Having vs. doing vs. being

There are three main levels of operating in this world. 

Spiritually speaking, people at the lowest paradigm mostly care about having – they worry about possessing – “what’s mine,” “this is mine,” “I can’t lose this” etc. Their self-worth so to speak is built around having material possessions. If they would lose their money, or they would go broke, then that would mean the end of their life. This is why some investors, stock-brokers, or other business people commit suicide when they lose their money. They operate on this level and can’t see beyond. Homeless people are also a great example of this – they don’t often even want to see the opportunities – they only care about the change (kleingeld).

There’s nothing wrong with “having” or “doing” per se. It’s the frame of mind it comes from what matters. We all own things, but we might see this possessing fro ma different angle. Some people will freak out if they lose their phone will others see the phone only as a tool and will just get another one when can – their life has bigger problems to solve than to worry about such petty things. 

The second level is “doing.” People in this paradigm of mind think they have to always “do” something in order to live up to their mind-projected higher self.
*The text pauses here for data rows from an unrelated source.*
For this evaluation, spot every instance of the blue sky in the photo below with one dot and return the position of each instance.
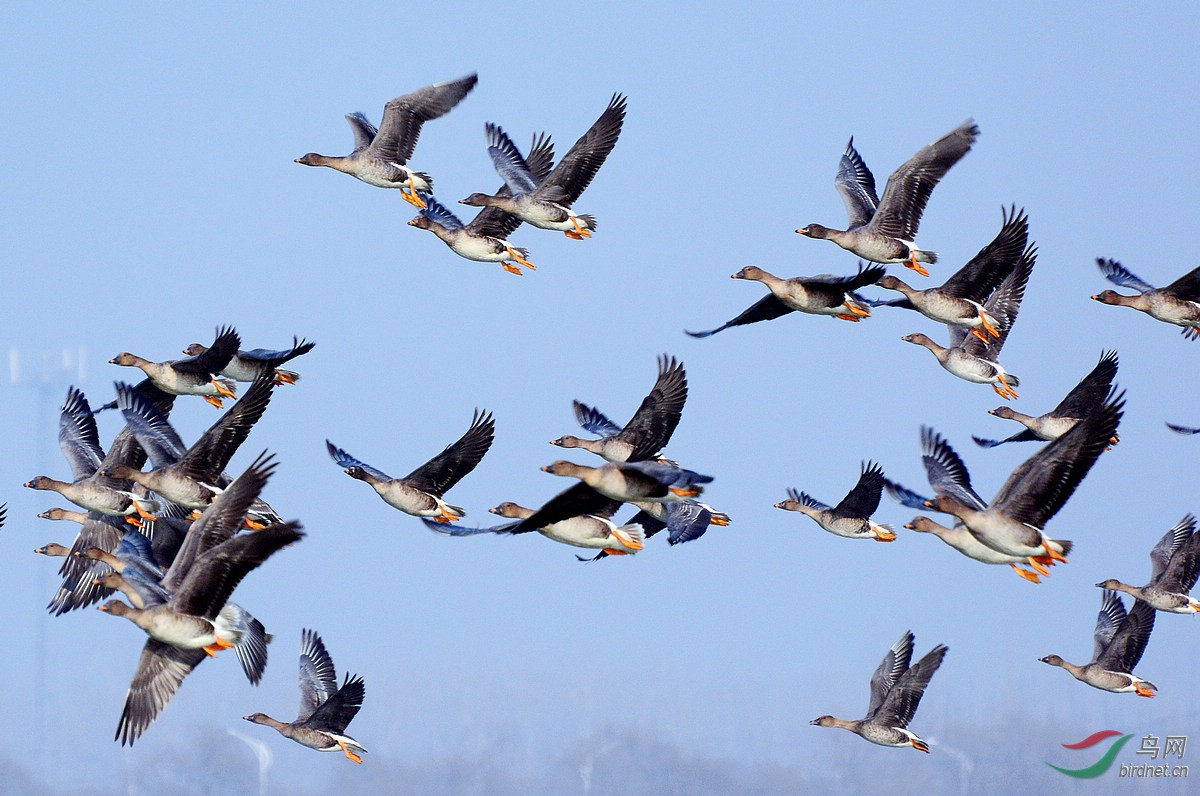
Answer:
(153, 196)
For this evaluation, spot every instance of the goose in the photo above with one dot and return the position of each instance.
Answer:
(948, 474)
(1120, 641)
(832, 295)
(1179, 303)
(325, 710)
(1175, 567)
(594, 530)
(897, 689)
(1014, 520)
(546, 203)
(246, 365)
(852, 516)
(420, 492)
(195, 375)
(883, 231)
(972, 359)
(647, 431)
(1084, 399)
(960, 300)
(381, 155)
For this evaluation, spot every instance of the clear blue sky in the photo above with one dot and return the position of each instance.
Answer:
(151, 196)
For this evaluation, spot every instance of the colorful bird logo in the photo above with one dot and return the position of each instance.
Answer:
(1101, 765)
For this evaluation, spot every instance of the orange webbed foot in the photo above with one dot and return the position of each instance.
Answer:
(223, 390)
(348, 753)
(917, 267)
(412, 196)
(521, 259)
(1026, 574)
(1054, 554)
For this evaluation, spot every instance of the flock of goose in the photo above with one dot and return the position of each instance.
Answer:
(177, 539)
They can’t be enough just being themselves; they always need to compensate. They always pursue, and they always need more and more – more money, more of this, a better car, a bigger house. These are e.g., the workaholics and self-help junkies.

Again, nothing wrong with working hard and hustling. We should hustle. The difference comes from the fact whether your self-worth is based on this “hustling.” Do you still feel perfectly at ease and enough if you stop doing everything? Will you be a different person than before? Let’s say you lose your job; you stop reading books, you don’t go to the gym anymore – would your self worth be affected? It really shouldn’t. You’re still the same person as you were before.

The highest state to operate is the “being.” This is when you know that your self worth is not affected by the things you have or by the things you do. You’re at ease with yourself no matter what happens externally. Besides, in many cases, we can’t control what happens around us. We can control our actions, but we often can’t control the outcomes. If you plan a picnic and then it rains the whole day heavily – has anything really changed?